Defense attorneys for 12 Bitcoin (BTC) core developers in the lawsuit filed by Craig Wright say the false ownership claims to Bitcoin can expose him to liabilities relating to the 80,000 stolen Bitcoin from Mt. Gox.
Craig Wright claims he is the mysterious Satoshi Nakamoto and filed a lawsuit against 12 core Bitcoin developers asserting ownership of 111,000 BTC allegedly stolen from the Mt. Gox exchange.
Wright lays his claims through his company, Tulip Trading Limited but now faces headwinds as the defendants file a preliminary application that pokes holes in the plaintiff’s claims.
Per the filing, the BTC developers argue that Wright is not the owner of the asset, opening a scenario for him to prove ownership of the court sides with the defendants.
According to a statement released on Monday, Wright was accused of fabricating documents laying claims to the assets in court.
“We seek to have this claim struck out on the ground that it is a fraudulent claim and an abuse of process. They seek disclosure and other case management directions to enable this threshold issue of fraud to be determined as a preliminary issue.”
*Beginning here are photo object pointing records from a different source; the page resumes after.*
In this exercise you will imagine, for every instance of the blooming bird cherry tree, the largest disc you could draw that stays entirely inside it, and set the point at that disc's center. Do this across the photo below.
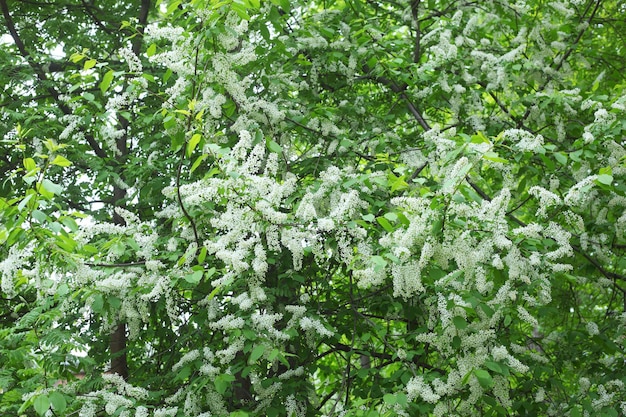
(276, 208)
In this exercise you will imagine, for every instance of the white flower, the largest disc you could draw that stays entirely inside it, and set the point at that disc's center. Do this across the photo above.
(592, 328)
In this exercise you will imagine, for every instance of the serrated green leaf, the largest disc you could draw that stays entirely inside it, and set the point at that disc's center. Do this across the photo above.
(106, 81)
(389, 399)
(368, 217)
(605, 179)
(98, 303)
(561, 158)
(493, 156)
(484, 378)
(61, 161)
(90, 63)
(459, 322)
(24, 201)
(151, 50)
(273, 146)
(222, 382)
(193, 142)
(29, 164)
(194, 277)
(494, 366)
(385, 224)
(48, 188)
(58, 401)
(41, 404)
(257, 352)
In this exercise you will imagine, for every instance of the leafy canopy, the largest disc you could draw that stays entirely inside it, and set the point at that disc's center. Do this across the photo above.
(238, 208)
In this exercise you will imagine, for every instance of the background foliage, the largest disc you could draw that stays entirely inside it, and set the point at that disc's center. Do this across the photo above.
(352, 208)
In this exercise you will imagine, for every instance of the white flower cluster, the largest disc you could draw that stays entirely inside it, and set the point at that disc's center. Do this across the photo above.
(418, 388)
(524, 140)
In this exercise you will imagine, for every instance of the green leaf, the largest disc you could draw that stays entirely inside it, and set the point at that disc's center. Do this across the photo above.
(151, 50)
(459, 322)
(48, 188)
(193, 142)
(90, 63)
(29, 164)
(106, 81)
(385, 224)
(24, 201)
(605, 179)
(484, 378)
(222, 382)
(98, 303)
(389, 399)
(195, 277)
(61, 161)
(41, 404)
(561, 158)
(257, 352)
(273, 146)
(58, 401)
(494, 366)
(76, 57)
(492, 156)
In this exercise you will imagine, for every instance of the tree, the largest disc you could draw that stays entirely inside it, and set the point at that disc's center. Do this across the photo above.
(312, 208)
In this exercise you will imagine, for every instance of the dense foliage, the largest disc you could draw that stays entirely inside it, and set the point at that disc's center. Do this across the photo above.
(277, 208)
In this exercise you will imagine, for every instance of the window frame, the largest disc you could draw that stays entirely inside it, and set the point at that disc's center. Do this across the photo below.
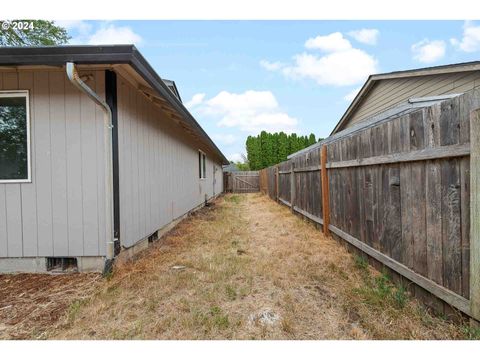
(202, 164)
(25, 94)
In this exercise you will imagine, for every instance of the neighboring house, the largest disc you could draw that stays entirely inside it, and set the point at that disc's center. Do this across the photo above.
(73, 193)
(385, 95)
(382, 92)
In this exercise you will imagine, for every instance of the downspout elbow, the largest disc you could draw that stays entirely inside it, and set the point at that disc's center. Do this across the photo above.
(75, 79)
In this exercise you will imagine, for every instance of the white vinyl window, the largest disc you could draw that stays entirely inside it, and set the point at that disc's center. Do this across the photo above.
(14, 137)
(202, 165)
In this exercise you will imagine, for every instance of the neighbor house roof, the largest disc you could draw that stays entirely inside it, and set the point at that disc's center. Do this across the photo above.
(109, 54)
(373, 79)
(403, 108)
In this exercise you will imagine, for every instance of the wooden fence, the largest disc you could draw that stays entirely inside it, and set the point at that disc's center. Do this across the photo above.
(404, 190)
(242, 181)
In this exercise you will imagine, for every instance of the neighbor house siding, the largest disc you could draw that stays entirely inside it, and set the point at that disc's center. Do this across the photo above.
(389, 92)
(61, 212)
(158, 167)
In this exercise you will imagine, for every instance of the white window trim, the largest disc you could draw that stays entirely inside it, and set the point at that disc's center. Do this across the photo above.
(203, 166)
(26, 95)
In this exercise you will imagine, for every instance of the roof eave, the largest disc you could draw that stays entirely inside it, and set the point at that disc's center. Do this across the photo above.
(108, 54)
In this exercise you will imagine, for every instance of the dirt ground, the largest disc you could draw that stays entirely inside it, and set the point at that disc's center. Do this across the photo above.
(245, 268)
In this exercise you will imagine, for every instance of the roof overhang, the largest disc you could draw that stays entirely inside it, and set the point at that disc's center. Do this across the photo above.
(373, 79)
(108, 54)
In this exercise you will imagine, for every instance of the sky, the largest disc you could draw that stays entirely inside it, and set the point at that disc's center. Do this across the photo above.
(240, 77)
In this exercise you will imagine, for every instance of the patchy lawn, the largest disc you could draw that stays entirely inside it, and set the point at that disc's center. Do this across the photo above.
(245, 268)
(32, 303)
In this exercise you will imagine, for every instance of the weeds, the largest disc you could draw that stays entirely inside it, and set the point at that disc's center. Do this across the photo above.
(471, 333)
(361, 263)
(231, 293)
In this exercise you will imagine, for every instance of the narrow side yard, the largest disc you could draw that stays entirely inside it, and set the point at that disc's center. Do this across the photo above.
(245, 268)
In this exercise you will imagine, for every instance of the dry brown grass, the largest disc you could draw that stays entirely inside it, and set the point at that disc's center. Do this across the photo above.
(244, 257)
(32, 303)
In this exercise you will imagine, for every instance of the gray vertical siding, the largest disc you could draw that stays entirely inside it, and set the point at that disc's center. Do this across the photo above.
(158, 166)
(61, 212)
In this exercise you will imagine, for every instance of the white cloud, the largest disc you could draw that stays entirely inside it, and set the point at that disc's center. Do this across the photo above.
(195, 100)
(111, 34)
(236, 157)
(107, 33)
(329, 43)
(78, 25)
(352, 94)
(365, 36)
(251, 111)
(342, 65)
(427, 51)
(342, 68)
(227, 139)
(470, 41)
(271, 66)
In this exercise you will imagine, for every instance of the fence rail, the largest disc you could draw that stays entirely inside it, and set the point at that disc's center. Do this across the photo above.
(403, 191)
(242, 181)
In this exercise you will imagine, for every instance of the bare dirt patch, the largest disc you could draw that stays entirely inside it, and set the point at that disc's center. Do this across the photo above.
(247, 268)
(31, 303)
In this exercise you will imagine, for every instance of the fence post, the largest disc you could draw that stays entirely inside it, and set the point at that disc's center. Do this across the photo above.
(292, 185)
(474, 215)
(325, 192)
(276, 182)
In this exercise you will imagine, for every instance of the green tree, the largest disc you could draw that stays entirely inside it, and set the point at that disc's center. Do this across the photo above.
(33, 33)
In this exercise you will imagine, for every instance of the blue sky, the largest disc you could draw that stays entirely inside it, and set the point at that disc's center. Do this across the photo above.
(239, 77)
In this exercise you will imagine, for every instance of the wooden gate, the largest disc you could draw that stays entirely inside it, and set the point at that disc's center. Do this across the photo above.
(242, 181)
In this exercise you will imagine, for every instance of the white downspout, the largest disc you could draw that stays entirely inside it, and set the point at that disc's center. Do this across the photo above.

In addition to asking him to prove that the ownership of the assets is in line with his claims, the filing also demands that he makes a payment of $1.6 million as security to cover costs if the case is dismissed.
Wright claims marred with 80,000 BTC ‘theft scenario”
Defense lawyers led by Timothy Ellis also argued that if Wright asserts ownership of those assets, he admits to stealing 80,000 BTC worth approximately $2 billion back in 2014 when the Mt. Gox exchange was hacked.
“It is widely accepted in the cryptocurrency community that the Bitcoin in the 1Feex address originated from a well-publicized hack on a Japanese cryptocurrency exchange that occurred in March 2014. Essentially, it appears that if Dr. Wright is the owner of the Bitcoin in the 1Feex address (which is denied), he has effectively admitted to being the person who stole 80,000 BTC from Mt. Gox.”
The 12 Bitcoin developers are represented by the Bitcoin Legal Defense Fund set up by former Twitter CEO and Bitcoin enthusiast Jack Dorsey.
Meanwhile recently, there was growing speculation on the repayment of Mt. Gox creditor towards the end of October 2024.
Mt. Gox imploded in 2014 after it lost 850,000 BTC due to a security breach with the repayment deadline finally in sight after nine years.
Industry executives like Jacob King, the CEO of WhaleWire opine that most creditors are likely to sell leading to a downward pressure on the market.